More than a dozen top American technology companies, such as Google, Facebook and Microsoft, on Monday joined a lawsuit filed by the Harvard University and the Massachusetts Institute of Technology from the Immigration and Customs Enforcement’s (ICE) newest principle that bars international students from staying at the USA unless they attend at least one in-person course.
Seeking a temporary restraining order and a preliminary injunction, these firms, together with the US Chamber of Commerce and other IT advocacy groups, asserted that the July 6 ICE directive will disrupt their recruitment plans, making it impossible to bring on board international students that companies, including amici, had planned to employ, and disturb the recruiting process on which the firms have relied on to identify and train their prospective workers.
The July 6 directive can make it impossible for a large number of international students to take part in the CPT and OPT programmes; these graduates away to work for our international competitors and compete against us; instead of capitalizing on the investment in their own education here in the US”, they stated.
The Curricular Practical Training (CPT) programme enables “alternative work/study, internship, cooperative education or other type of required internship or practicum offered by sponsoring employers through cooperative agreements with a student’s school”.
On the other hand, the Optional Practical Training (OPT) programme allows up to one year of temporary employment that is directly associated with an global student’s important area of research, which may occur either prior to the student graduates or following his research are complete. Pupils in STEM fields can get a two-year expansion of their post-graduate OPT, ” they stated.
Closing off more than half of all international students from engaging in the recruitment pipeline for American companies will consequently harm companies and the whole market, and disrupt reliance expectations based on previous policies permitting international students to remain in the united states, the companies said.
Asserting that international students contribute substantially to the US economy when they reside in the United States, the legal brief said that the death of these students threatens the ability of US educational institutions to sustain critical mass — they need so as to keep their standards of excellence, to train the American students who will compose the talent pool available to amici and other US companies in the long run, and to perform the research that keeps US businesses on the cutting edge of innovation.
“International students are an essential source of workers for US companies while they are students and after they graduate. Finally, they become valuable employees and customers of US businesses whether they stay in the United States or return to their home states,” the companies said.
As stated by the IT companies, international students residing in the US make a significant contribution to the nation’s GDP and have an especially important impact in cities and towns where schools and universities are located.
During the 2018-2019 academic years, there were more than 10 lakh such students attending institutions of higher education in america.
Decreasing by half or more the amount of international students living in the United States — for one school year — will hurt the market, amplifying the negative financial effects of the ongoing pandemic. International students donate billions of dollars to the US economy every year.
In the 2018-2019 academic year alone, “international students at US universities and colleges contributed almost USD 41 billion into the US economy and encouraged 458,290 jobs”, the companies stated.

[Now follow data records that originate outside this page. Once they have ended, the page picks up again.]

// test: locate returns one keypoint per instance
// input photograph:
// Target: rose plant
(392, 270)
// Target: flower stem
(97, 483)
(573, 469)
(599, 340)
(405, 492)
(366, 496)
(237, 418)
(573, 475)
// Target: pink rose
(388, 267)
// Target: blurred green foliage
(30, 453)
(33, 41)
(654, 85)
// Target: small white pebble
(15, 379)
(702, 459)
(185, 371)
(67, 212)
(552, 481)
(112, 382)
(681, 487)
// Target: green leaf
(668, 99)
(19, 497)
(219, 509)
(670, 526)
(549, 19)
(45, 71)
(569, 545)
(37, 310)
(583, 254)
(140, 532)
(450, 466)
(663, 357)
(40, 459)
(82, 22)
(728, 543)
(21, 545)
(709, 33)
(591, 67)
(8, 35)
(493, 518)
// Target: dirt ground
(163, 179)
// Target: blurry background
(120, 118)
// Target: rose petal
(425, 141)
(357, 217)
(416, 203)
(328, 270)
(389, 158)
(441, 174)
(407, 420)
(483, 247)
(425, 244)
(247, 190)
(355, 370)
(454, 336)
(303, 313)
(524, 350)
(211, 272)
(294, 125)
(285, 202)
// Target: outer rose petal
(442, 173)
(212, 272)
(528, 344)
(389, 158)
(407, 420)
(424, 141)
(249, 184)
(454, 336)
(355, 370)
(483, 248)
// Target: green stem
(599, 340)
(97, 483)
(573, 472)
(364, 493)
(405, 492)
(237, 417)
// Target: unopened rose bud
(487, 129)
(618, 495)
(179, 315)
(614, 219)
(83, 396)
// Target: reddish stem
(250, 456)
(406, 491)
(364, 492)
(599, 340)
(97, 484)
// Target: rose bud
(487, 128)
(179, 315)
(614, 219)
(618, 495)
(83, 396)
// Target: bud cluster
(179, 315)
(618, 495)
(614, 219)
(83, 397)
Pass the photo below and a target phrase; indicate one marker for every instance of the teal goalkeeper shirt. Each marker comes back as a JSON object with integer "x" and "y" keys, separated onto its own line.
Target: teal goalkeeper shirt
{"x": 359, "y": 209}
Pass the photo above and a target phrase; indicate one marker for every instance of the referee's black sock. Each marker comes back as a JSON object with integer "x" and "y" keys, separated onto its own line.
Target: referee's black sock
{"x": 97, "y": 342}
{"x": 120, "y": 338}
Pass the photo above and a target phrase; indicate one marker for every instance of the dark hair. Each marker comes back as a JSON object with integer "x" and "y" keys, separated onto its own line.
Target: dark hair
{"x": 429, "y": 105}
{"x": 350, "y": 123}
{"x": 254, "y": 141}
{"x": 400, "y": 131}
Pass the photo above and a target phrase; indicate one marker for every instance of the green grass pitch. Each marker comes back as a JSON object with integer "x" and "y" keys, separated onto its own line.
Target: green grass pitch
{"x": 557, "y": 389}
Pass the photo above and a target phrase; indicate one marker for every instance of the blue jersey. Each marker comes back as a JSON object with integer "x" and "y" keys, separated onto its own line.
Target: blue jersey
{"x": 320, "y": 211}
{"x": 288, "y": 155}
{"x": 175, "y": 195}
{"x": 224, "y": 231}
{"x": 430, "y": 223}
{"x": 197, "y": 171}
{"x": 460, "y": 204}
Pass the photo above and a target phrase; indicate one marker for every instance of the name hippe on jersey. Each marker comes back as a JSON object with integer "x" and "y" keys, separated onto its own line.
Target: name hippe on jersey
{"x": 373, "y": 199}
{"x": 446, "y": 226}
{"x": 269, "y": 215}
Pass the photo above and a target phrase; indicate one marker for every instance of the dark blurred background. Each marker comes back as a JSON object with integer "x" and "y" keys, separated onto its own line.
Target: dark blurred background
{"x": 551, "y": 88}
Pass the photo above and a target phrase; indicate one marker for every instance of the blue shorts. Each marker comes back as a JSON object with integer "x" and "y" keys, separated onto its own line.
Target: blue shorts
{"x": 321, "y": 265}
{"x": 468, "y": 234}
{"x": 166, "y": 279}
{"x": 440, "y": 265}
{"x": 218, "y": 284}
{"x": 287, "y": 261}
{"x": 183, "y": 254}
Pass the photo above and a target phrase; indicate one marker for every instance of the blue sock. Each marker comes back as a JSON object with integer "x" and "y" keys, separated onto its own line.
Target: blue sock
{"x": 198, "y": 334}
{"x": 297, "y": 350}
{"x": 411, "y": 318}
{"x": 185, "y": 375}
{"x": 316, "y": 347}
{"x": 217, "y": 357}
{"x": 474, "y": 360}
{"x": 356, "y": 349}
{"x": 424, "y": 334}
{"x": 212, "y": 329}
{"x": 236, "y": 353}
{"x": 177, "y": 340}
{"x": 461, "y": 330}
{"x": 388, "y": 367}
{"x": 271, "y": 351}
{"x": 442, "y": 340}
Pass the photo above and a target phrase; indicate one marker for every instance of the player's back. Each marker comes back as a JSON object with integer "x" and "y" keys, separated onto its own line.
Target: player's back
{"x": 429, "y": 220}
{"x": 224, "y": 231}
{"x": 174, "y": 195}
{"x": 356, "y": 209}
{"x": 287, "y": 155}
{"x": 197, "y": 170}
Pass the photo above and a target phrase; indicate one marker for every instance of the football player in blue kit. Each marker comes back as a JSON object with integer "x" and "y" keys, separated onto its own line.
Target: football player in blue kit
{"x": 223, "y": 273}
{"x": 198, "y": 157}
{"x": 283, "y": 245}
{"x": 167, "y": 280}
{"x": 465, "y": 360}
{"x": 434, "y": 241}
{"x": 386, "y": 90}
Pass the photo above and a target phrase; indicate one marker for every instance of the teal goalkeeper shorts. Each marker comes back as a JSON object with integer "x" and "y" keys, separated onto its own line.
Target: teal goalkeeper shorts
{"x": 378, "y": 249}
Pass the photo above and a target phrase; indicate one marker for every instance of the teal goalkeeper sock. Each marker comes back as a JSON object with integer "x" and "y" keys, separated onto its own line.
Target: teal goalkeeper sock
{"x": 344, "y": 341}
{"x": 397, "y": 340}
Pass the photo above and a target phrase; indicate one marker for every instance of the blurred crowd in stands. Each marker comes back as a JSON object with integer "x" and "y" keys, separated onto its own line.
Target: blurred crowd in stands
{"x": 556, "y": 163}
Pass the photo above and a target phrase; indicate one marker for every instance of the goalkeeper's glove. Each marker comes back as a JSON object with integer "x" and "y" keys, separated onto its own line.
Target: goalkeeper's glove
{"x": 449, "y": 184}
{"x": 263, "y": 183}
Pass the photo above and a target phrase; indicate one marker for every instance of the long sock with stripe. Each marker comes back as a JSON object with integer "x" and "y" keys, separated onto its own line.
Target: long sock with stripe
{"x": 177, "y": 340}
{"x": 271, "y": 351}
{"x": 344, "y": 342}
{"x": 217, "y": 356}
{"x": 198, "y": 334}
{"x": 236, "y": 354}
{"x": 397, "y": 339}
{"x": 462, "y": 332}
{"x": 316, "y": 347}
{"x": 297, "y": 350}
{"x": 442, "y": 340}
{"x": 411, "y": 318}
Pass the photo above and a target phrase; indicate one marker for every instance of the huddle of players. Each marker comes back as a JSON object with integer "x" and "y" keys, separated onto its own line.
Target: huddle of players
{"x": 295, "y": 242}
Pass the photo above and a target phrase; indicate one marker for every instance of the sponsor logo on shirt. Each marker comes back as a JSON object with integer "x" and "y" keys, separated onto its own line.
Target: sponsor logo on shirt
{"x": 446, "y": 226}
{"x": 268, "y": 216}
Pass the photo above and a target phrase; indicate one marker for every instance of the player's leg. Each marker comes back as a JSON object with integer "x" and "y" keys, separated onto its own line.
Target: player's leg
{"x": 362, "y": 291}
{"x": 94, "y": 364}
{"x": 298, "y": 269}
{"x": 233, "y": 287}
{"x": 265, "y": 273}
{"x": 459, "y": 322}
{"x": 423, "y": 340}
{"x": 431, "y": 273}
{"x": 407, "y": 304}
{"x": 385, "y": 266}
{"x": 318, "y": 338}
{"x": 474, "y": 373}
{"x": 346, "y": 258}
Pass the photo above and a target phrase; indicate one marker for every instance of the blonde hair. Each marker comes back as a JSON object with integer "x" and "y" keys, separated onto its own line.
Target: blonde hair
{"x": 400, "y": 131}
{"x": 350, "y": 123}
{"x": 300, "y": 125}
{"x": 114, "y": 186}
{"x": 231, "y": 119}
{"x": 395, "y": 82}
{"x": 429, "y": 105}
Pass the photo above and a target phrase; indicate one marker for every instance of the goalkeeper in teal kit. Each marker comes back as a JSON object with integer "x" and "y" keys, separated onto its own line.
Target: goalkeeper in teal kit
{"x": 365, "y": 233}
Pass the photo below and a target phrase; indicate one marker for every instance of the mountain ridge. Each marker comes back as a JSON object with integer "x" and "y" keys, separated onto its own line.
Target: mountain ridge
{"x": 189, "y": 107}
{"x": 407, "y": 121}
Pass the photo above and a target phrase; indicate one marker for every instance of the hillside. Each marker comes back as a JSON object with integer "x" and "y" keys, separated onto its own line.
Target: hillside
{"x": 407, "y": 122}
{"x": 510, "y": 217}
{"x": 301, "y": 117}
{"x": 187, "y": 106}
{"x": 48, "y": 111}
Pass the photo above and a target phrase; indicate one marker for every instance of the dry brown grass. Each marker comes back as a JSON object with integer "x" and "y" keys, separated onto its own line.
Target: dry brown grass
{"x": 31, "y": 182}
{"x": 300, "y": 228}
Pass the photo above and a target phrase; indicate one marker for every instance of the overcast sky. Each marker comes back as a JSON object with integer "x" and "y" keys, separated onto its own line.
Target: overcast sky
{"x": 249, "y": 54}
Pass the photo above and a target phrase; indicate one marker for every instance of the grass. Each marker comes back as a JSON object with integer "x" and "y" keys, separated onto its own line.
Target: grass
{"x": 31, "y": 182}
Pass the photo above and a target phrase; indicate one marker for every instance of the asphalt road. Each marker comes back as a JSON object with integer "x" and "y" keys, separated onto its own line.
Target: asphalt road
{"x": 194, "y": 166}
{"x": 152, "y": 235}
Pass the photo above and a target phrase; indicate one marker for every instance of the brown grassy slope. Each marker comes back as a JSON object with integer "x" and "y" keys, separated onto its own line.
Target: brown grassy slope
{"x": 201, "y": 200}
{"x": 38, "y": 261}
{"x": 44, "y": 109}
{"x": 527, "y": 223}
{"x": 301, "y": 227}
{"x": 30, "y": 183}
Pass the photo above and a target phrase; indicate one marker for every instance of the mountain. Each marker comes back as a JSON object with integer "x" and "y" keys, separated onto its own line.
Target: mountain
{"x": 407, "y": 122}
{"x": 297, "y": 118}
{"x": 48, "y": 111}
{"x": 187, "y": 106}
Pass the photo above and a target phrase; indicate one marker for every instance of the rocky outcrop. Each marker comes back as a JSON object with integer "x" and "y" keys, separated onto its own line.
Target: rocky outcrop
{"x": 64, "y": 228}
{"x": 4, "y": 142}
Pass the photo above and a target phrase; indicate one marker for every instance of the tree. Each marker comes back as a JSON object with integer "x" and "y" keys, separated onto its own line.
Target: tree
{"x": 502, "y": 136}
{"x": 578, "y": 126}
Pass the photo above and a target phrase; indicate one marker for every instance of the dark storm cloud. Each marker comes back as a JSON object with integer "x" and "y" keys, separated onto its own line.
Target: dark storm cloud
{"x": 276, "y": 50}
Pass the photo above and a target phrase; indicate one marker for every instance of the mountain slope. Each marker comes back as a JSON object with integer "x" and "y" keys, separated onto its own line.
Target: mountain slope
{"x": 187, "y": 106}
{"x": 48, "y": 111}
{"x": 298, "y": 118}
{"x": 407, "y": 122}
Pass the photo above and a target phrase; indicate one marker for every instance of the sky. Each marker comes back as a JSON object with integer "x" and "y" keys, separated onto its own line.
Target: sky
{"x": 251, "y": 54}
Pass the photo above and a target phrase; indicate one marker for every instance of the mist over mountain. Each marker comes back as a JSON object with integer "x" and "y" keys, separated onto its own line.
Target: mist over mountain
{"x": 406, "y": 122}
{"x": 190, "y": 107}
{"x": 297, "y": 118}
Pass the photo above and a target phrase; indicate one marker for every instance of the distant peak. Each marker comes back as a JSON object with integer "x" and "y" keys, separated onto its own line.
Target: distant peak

Discovering that for every seven international students living in the US, three jobs are supported due to their presence, the companies said global education “ranked as the nation’s fifth-largest service export” in 2019. Small businesses — from coffee shops to bookstores — in communities around the country benefit significantly from the presence of international students, they stated.
The companies told the courtroom that if those students are barred from studying in the US until the SARS-CoV-2 pandemic ends, a number of them will not return: they will switch to programmes of research elsewhere on the planet. And without international students, most of the US STEM programmes will contract sharply and ultimately cease to exist.